American schools must take a multicultural approach to teaching history
In response to the recent revelation of factual inaccuracies in a history textbook used throughout the Virginia public school system, there has been a lively debate touching on everything from the state's standards for reviewing textbooks to the role of the Internet in contemporary academic research. Notably absent from this conversation, however, has been a broader critique of the ways in which the American education system provides a skewed historical perspective that cripples the ability of its students to properly understand their nation and the world. Yet with this week, which marks the 25th anniversary of Martin Luther King, Jr. Day as a national holiday, there is perhaps no better time to consider improvements that can be made to historical instruction that will offer American students a more holistic view of the past.
By allotting more time and resources for academic lessons about historical events and figures from outside of the nation's white, European-descended majority, the American education system can furnish its students with the necessary knowledge to address the myriad social and political problems that have persisted for decades since King's era of progress and reform.
The plight of minority communities - particularly that of black people, but also those of Mexican, Latino and Caribbean immigrants - is one major national issue that remains unsolved because of the prejudices and misconceptions that have been imbued in mainstream society through biased historical education. Although minority groups are not explicitly discriminated against in history textbooks or classroom curricula, an education system dominated by whites of European descent results in a disproportionate amount of attention focused on events and figures that emanate from that subset of society. For example, although the extensive and complicated history of European immigration is discussed at length in American history classes, it is rare to encounter a thorough review of the equally important journey of blacks from the Jim Crow South to the burgeoning cities of America's north and west during the early-to-mid 20th century. Nevertheless, the details of this demographic transition, known as the Great Migration, are crucial to understanding the socioeconomic circumstances of blacks in contemporary America.
Award-winning journalist Isabel Wilkerson has sought to illuminate the many untold stories of black migrants in her recently published book, "The Warmth of Other Suns: The Epic Story of America's Great Migration." During a recent forum at the University's Miller Center, Wilkerson described the migration as the "biggest under-reported story of the 20th century" and analyzed with extraordinary depth the conditions that served as its catalyst. Although the forms of social control that Wilkerson cited - including such arcane laws as one that prohibited blacks and whites from playing checkers together - exacted a terrible toll on the black population, they also impoverished the white majority. By prohibiting whites from interacting with their black countrymen, society prevented itself from experiencing the talents and insights that blacks could undoubtedly have contributed to Southern society, had they only the freedom to do so.

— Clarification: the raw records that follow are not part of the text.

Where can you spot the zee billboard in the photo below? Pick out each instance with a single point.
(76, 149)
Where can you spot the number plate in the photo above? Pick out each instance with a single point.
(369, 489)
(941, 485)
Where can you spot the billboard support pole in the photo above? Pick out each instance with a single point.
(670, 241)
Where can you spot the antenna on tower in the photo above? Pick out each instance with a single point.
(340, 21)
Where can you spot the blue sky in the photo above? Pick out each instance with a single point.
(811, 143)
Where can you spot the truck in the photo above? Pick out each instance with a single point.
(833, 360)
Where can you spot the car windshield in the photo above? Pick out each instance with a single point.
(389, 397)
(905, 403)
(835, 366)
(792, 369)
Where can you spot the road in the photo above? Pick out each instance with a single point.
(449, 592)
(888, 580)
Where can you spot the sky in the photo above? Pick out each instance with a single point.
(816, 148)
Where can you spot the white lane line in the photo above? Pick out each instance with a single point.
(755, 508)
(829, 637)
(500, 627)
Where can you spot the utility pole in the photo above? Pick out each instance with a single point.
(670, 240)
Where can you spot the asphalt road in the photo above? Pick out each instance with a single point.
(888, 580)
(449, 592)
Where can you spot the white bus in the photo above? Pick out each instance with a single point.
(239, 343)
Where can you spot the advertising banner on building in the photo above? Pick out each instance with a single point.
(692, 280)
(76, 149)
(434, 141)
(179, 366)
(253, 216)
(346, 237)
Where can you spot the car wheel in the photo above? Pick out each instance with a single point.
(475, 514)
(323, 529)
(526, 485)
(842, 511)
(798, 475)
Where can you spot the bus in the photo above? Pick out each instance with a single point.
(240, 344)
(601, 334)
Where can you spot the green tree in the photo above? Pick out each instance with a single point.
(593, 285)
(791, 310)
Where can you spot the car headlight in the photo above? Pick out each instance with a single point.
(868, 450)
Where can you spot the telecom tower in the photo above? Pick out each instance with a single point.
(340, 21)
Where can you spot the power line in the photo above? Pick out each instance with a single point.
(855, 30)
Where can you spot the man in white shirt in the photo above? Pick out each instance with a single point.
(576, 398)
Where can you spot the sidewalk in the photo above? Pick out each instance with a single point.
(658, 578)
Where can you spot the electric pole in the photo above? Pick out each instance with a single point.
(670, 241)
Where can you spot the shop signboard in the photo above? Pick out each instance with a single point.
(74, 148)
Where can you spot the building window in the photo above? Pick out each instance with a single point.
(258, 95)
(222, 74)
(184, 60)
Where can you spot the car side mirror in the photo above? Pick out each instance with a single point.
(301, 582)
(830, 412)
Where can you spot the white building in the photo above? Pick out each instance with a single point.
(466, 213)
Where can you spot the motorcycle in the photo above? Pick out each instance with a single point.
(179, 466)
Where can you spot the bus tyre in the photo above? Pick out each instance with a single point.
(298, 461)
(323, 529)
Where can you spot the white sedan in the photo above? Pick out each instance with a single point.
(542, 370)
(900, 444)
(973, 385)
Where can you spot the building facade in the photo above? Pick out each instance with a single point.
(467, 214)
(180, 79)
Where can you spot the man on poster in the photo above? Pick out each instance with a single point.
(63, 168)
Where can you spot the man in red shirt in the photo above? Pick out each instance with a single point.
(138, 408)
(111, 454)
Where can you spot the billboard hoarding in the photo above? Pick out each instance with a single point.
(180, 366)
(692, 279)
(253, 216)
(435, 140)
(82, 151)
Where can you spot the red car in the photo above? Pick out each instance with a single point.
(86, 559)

Wilkerson's talk focused primarily on the root causes of the Great Migration, but her book elaborates on the employment and housing discrimination that black migrants faced once they reached cities such as Chicago, New York and Los Angeles. This organized white resistance to black migrants is a major reason for the existence of concentrated poverty in modern urban communities that are almost entirely populated by minorities. Because American students are essentially denied access to this part of the nation's history in school, however, misguided notions of pathological immorality and social deviance among minorities have arisen as alternative explanations for the problems that afflict inner-city communities.
The consequences of this misunderstanding have paralleled those of the Jim Crow caste system. Such consequences have been devastating for blacks and other minorities who have been denied an appropriate level of public assistance for poverty alleviation, but they have also fundamentally weakened mainstream American society by erecting barriers that have locked out countless talented minorities. Thus, those who would follow in the footsteps of Toni Morrison, Berry Gordy and Miles Davis - sons and daughters of the Great Migration and whose brilliance never would have been discovered under the Southern caste system - are being denied the opportunity to share their skills and abilities with a society that is desperately in need of their contributions.
By teaching the story of the Great Migration - as well as the stories of immigrant groups from Puerto Rico, Latin America, Mexico, Asia and elsewhere - the American education system will not only give its students a more nuanced view of the various social ills that presently afflict the nation, but it will also allow them to see the great possibility that exists for positive change at this point in the nation's history. For while there is tremendous struggle and suffering present in the tales of these migrants and immigrants, there are also remarkable instances of courage, triumphs that highlight the resilience of the human spirit. As Wilkerson said of those who moved north during the Great Migration, "If they did all that they did with nothing, then there is nothing that we cannot do."